Why YAML is Better than JSON for API Collections
When designing Heapi's storage system, I had to choose a format for saving collections and environments. The industry standard has overwhelmingly been JSON. But as developers, we all know the pain of resolving merge conflicts in a massive JSON file.
The Problem with JSON
JSON was designed as a data interchange format, not a configuration or storage format for humans. It lacks comments, requires strict quoting, and doesn't handle multi-line strings gracefully (say hello to endless \n escapes in your request bodies).
When you commit a JSON-based API collection to Git, any minor change can result in noisy diffs, making code reviews frustrating.
Enter YAML
YAML solves these problems beautifully for API collections:
- Readability: Without the clutter of brackets and quotes, YAML is much easier to scan.
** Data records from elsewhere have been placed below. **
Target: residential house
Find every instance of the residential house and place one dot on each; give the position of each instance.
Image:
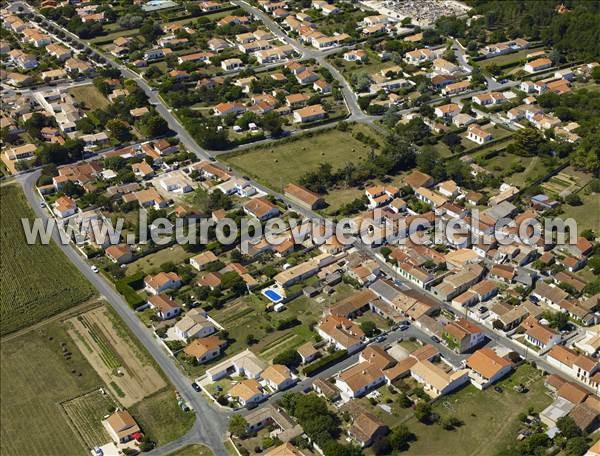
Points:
(261, 208)
(278, 377)
(194, 324)
(487, 367)
(341, 332)
(163, 281)
(122, 427)
(462, 336)
(205, 349)
(248, 392)
(165, 306)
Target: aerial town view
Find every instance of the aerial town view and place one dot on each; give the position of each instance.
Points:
(300, 227)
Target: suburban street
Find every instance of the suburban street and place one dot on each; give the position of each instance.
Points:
(210, 427)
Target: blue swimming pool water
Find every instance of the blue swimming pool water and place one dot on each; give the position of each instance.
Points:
(272, 295)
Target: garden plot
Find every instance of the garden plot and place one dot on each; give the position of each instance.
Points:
(130, 377)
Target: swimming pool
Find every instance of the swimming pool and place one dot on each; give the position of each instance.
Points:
(272, 295)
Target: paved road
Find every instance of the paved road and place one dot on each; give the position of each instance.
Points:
(210, 426)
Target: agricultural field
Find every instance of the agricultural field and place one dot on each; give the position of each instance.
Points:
(89, 96)
(506, 59)
(566, 182)
(278, 164)
(36, 377)
(128, 373)
(37, 280)
(490, 418)
(516, 170)
(585, 215)
(151, 263)
(86, 413)
(161, 418)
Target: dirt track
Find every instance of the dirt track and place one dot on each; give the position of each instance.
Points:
(138, 380)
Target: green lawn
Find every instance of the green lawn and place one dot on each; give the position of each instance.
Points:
(192, 450)
(585, 215)
(278, 164)
(89, 96)
(490, 418)
(161, 419)
(509, 58)
(37, 280)
(151, 263)
(35, 378)
(86, 413)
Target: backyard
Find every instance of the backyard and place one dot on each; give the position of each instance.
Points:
(89, 96)
(86, 413)
(37, 280)
(490, 418)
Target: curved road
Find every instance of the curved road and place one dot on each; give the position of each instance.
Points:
(211, 425)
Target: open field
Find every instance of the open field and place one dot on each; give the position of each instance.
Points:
(490, 418)
(35, 378)
(86, 413)
(161, 418)
(151, 263)
(192, 450)
(509, 58)
(89, 96)
(128, 374)
(284, 162)
(585, 215)
(37, 280)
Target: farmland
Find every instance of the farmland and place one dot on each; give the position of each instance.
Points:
(129, 374)
(86, 413)
(37, 280)
(161, 418)
(36, 377)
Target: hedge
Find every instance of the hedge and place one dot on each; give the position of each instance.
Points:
(324, 362)
(126, 288)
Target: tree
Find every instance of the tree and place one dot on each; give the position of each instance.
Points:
(289, 358)
(423, 412)
(573, 199)
(369, 328)
(238, 426)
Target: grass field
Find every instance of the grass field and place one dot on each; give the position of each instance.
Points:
(37, 280)
(151, 263)
(89, 96)
(509, 58)
(192, 450)
(35, 378)
(279, 164)
(86, 413)
(585, 215)
(490, 418)
(161, 418)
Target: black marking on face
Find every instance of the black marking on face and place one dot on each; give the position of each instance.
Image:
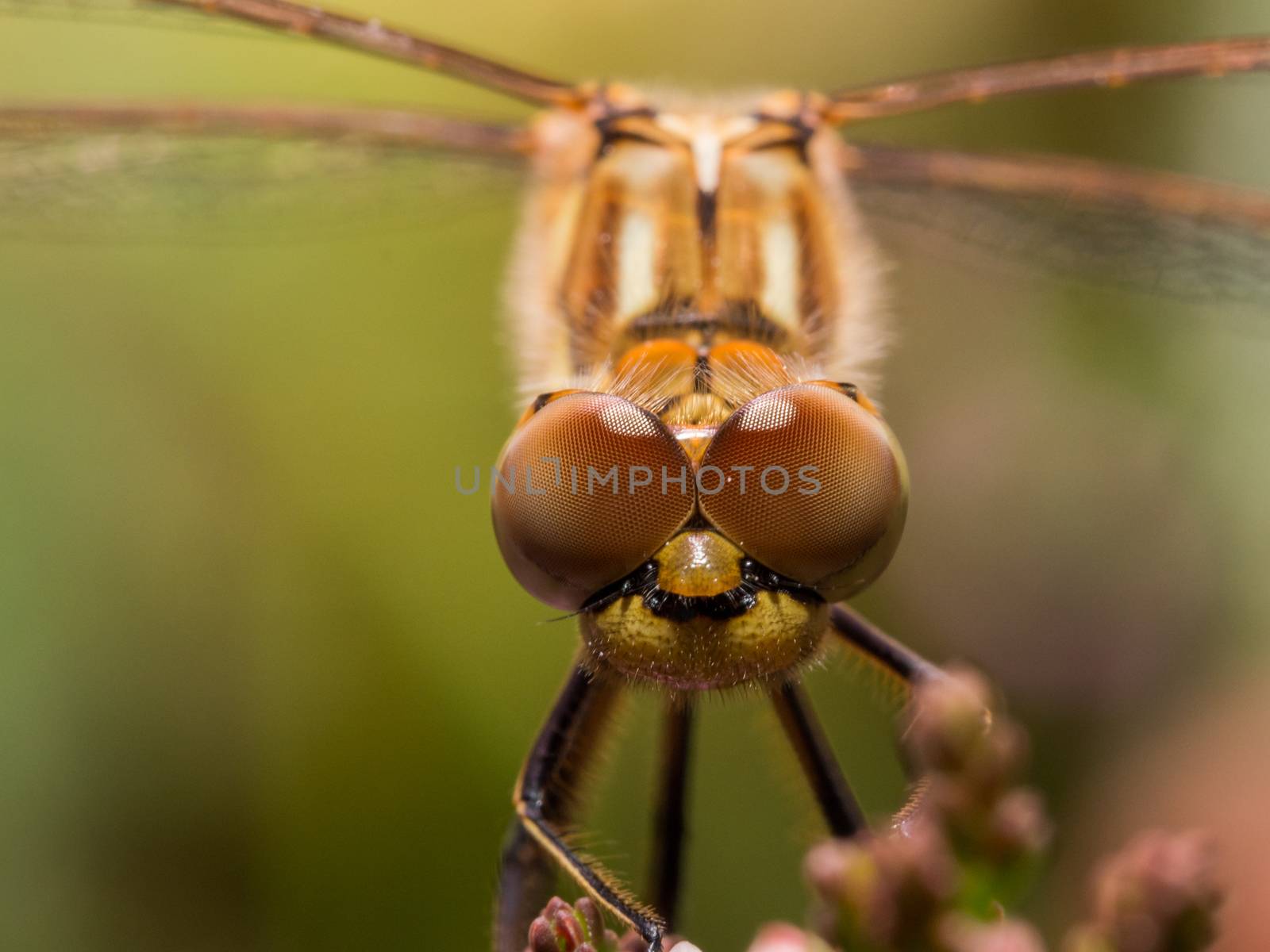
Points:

- Multi-line strings: Request bodies, scripts, and notes can be formatted naturally using YAML's
|block scalar. - Comments: You can document your requests right alongside the configuration.
- Git Diffs: Line-by-line diffs in YAML are clean and easy to resolve when merging branches.
Embracing Docs-as-Code
By using YAML, Heapi treats your API collections exactly like your code. You have total ownership of your data, and your team can collaborate using the same pull-request workflow they already use for the codebase.